One of the most effective medications for moderate and severe forms of Crohn’s disease are anti-TNF drugs. They may be used alone or in combination with immunosuppressants to induce and sustain remission. The most commonly used anti-TNF drugs are infliximab, adalimumab, and certolizumab. Recently, highly selective monoclonal antibodies that target specific patterns of inflammation were developed. These include vedolizumab, which inhibits leukocyte migration, and ustekinumab, an interleukin inhibitor.
Many surgical strategies have been developed to improve the outcome of Crohn’s disease. Surgery is mainly aimed at treating complications and symptoms after other treatments have shown to be unsuccessful. Up to 75 percent of patients eventually undergo surgery. Surgery for Crohn’s disease involves removing damaged areas of the digestive tract to treat complications such as intestinal obstruction, fistulas, severe bleeding, side-effects from medications, and symptoms that are not relieved by other treatments.
Physicians may also advise patients to alter certain lifestyle habits and make dietary changes. This includes avoiding overeating, consuming smaller portions of food with shorter intervals between meals, increasing fluid intake, avoiding high fiber foods and carbonated drinks, and keeping a food diary to help identify problematic foods.

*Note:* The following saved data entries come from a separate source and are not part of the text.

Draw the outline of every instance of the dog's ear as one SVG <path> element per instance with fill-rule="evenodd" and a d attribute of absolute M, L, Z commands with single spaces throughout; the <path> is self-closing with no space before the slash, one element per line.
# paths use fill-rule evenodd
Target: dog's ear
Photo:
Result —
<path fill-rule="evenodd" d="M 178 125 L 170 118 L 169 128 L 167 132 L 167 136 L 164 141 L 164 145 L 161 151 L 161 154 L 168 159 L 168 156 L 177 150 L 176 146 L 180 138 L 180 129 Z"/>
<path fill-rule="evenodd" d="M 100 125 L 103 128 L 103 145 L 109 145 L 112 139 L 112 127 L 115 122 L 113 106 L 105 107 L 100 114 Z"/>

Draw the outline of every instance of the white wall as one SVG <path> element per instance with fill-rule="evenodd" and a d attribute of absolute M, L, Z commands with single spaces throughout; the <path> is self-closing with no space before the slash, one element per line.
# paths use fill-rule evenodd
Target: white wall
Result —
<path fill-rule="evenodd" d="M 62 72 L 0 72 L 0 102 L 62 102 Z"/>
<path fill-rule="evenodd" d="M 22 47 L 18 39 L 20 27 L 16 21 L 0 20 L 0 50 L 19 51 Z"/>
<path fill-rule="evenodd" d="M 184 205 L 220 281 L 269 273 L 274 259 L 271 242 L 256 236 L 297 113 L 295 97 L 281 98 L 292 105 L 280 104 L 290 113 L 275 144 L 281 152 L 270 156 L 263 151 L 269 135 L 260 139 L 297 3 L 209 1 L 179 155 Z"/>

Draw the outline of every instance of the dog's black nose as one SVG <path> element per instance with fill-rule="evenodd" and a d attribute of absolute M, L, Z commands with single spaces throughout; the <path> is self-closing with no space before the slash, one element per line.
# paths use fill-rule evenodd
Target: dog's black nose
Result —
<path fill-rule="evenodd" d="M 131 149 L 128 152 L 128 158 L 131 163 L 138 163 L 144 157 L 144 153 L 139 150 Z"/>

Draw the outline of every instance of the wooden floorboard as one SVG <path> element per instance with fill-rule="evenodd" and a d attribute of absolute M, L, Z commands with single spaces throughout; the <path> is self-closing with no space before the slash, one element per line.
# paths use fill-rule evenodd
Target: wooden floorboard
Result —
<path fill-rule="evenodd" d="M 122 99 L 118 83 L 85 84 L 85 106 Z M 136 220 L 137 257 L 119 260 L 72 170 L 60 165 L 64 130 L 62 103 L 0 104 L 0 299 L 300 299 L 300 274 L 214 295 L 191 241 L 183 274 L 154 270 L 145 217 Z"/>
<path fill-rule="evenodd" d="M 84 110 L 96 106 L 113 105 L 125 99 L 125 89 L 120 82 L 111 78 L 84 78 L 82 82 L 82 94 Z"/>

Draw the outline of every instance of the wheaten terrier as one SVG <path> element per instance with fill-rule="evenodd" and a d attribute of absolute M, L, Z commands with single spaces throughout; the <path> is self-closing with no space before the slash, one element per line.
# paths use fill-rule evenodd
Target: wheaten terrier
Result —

Newer therapies for Crohn’s DiseaseA potential treatment for Crohn’s disease is xanthohumol, an isolate from the hop plant that has demonstrated anti-inflammatory properties. The use of xanthohumol for Crohn’s disease is currently under clinical trial in the United States after studies have shown it to inhibit production of oxidative stress and pro-inflammatory cytokines.
Another investigational therapy is autologous stem cell transplant. Clinical trials are currently being conducted in the United States to investigate the effectiveness of stem cell therapy for treatment-refractory, severe Crohn’s disease. To improve success, transplant is combined with pharmaceutical therapy to increase chances of remission. The suggested mechanism by which patients can reach remission is through ablation of inflammatory cells by chemotherapy followed by stem cell transplant, marrow reconstitution, and restoration of the immune system.
An additional treatment under clinical trial is the drug ustekinumab. Its therapeutic role involves decreasing immune cell activation by preventing cytokine-receptor binding. Studies have demonstrated it to be effective in potentially treating moderate and severe Crohn’s disease, psoriatic arthritis, and psoriasis.